Politik Afghanistan | Afghanistan merupakan sebuah negara yang memiliki kesejarahan Islam yang panjang. Negara yang memiliki penduduk mayoritas Muslim ini, telah banyak transformasi dalam sistem pemerintahan negara. Konflik terjadi di mana-mana sebagai bagian dari perebutan kekuasaan negara.
Islam di Afghanistan
Membicarakan Islam masuk ke Afghanistan tidak lepas dari peran dari beberapa kerajaan Islam Samaniyah di Asia Tengah dan bahkan sebelum itu, yakni Khulafaur Rasyidun. Namun, yang paling menonjol dalam diaspora Islam di tanah Afghan ini ialah pada masa dinasti Islam kecil Ghaznawiyah.
Dinasti ini didirikan oleh Alptigin dengan pusat kekuasaan di Ghazna, selatan kota Kabul, Afghanistan. Peran Alptigin dalam Ghazanawiyah ialah sebagai peletak dasar dari berdirinya dinasti ini. Secara resmi dan struktural, Subuktigin yang menjadi khalifah pertama pada dinasti Ghaznawiyah.
Berangkat dari kekuasaan dinasti Samaniyah di Asia Tengah, pada masa Amir Abdul Malik ibn Nuh, dia mengangkat seorang budak beranama Alptigin. Pada mulanya, ia seorang budak belian, yang kemudian memiliki jabatan penting di dinasti Samaniyah.
Namun, ketika Abdul Malik digantikan oleh Manshur ibn Nuh, Alptigin diusir dari kerajaan. Kemudian, ia dengan pengikutnya pergi ke Afganistan tepatnya di kota Ghazna, pada 961 ia mendirikan pemerintahan di kota tersebut.
Ia kemudian menikah dan memiliki anak bernama Abu Ishaq ibn Alptigin, dan ia mempunyai budak dan menikah dengan Subuktigin, dari Subuktigin inilah dinasti Ghaznawiyah secara resmi dipimpin oleh seorang amir/raja.

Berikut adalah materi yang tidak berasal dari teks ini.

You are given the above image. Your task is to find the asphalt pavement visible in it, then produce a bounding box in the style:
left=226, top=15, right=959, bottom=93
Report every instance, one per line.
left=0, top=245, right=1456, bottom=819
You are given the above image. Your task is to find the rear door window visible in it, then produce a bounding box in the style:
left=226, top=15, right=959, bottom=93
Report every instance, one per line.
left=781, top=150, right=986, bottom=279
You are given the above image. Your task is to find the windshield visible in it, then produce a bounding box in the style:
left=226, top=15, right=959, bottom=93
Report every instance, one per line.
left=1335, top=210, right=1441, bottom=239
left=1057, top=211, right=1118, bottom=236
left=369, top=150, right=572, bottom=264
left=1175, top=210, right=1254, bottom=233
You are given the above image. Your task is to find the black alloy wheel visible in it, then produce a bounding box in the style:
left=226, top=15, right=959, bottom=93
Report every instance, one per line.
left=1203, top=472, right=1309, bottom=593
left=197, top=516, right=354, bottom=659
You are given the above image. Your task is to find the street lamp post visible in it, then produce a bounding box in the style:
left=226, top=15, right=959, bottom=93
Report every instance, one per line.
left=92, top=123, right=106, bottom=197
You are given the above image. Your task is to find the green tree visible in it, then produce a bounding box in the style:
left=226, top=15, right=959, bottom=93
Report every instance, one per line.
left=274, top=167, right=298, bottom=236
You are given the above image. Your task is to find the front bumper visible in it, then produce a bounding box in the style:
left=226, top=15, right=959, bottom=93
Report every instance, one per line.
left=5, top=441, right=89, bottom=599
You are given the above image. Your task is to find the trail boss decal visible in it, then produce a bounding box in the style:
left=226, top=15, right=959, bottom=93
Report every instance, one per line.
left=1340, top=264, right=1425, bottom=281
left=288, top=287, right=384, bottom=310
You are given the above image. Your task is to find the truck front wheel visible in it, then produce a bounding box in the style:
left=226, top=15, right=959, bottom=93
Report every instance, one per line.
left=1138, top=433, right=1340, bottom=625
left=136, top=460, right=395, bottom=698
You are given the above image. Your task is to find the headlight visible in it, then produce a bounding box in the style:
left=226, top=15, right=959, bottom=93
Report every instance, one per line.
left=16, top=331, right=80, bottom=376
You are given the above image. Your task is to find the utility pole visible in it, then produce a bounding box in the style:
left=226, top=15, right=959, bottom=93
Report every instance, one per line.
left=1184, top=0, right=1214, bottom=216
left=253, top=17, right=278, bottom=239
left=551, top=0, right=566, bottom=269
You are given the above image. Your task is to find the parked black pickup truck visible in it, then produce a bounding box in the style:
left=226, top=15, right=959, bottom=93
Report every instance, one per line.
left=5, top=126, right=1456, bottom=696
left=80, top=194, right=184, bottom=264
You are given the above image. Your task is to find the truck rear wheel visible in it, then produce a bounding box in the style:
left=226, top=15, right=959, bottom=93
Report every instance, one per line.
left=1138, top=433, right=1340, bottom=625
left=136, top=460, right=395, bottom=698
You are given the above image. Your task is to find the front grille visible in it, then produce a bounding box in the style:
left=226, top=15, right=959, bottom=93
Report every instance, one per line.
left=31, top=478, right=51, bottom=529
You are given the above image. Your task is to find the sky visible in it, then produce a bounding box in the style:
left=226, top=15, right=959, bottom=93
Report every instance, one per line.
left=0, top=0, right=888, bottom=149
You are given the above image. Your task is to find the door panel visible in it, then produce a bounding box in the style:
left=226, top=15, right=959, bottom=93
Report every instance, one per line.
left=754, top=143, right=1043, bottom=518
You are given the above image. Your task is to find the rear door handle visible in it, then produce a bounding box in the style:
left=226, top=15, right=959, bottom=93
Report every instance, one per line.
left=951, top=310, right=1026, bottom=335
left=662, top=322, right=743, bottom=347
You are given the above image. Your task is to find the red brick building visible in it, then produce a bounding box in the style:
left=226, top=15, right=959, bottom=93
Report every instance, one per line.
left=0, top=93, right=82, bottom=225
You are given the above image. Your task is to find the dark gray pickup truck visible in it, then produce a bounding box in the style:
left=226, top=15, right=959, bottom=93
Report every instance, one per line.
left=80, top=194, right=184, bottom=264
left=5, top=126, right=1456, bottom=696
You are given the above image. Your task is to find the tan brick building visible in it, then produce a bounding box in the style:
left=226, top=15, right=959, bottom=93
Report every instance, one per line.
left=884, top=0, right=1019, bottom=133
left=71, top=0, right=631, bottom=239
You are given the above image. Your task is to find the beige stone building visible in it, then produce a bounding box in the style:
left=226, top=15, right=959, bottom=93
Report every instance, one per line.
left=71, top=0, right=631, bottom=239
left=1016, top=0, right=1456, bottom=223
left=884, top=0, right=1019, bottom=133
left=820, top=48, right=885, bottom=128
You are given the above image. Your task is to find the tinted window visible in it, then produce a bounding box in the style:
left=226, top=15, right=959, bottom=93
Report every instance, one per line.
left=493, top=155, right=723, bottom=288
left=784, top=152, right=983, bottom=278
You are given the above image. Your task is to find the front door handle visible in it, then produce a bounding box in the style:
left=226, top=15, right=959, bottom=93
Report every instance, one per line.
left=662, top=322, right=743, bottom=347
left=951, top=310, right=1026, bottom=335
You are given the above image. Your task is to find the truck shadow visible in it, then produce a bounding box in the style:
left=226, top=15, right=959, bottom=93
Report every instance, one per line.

Perkembangan Islam dan Politik di Afghanistan
Awalnya, Afganistan lebih dikenal dengan sebutan Khurasan. Pada 1737, seorang penguasa di Afghanistan bernama Nadir Syah dapat menaklukkan seluruh Afghanistan sebagai wilayah Afganistan sekarang ini.
Sepuluh tahun kemudian, pemerintahan tertinggi dipegang oleh Ahmed Khan menjadikan daerah itu sebuah emirat yang berdiri sendiri. Pada 1838, muncul ekspedisi Inggris untuk menaklukkan wilayah di Afghanistan sampai dengan 1881.
Mulai dari situlah kemudian pecahlah perang antara Afghanistan dan Inggris. Sesudah itu, Afghanistan menjadi semacam protektorat Inggris. Pada 1925, Afghanistan diumumkan sebagai kerajaan yang netral.
Pada 1973, Raja Muhammad Zahir Syah yang memerintah sejak 1933 digulingkan sepupunya Muhammad Daud yang mengumumkan Afghanistan sebagai republik dan ia menjadi presidennya yang pertama.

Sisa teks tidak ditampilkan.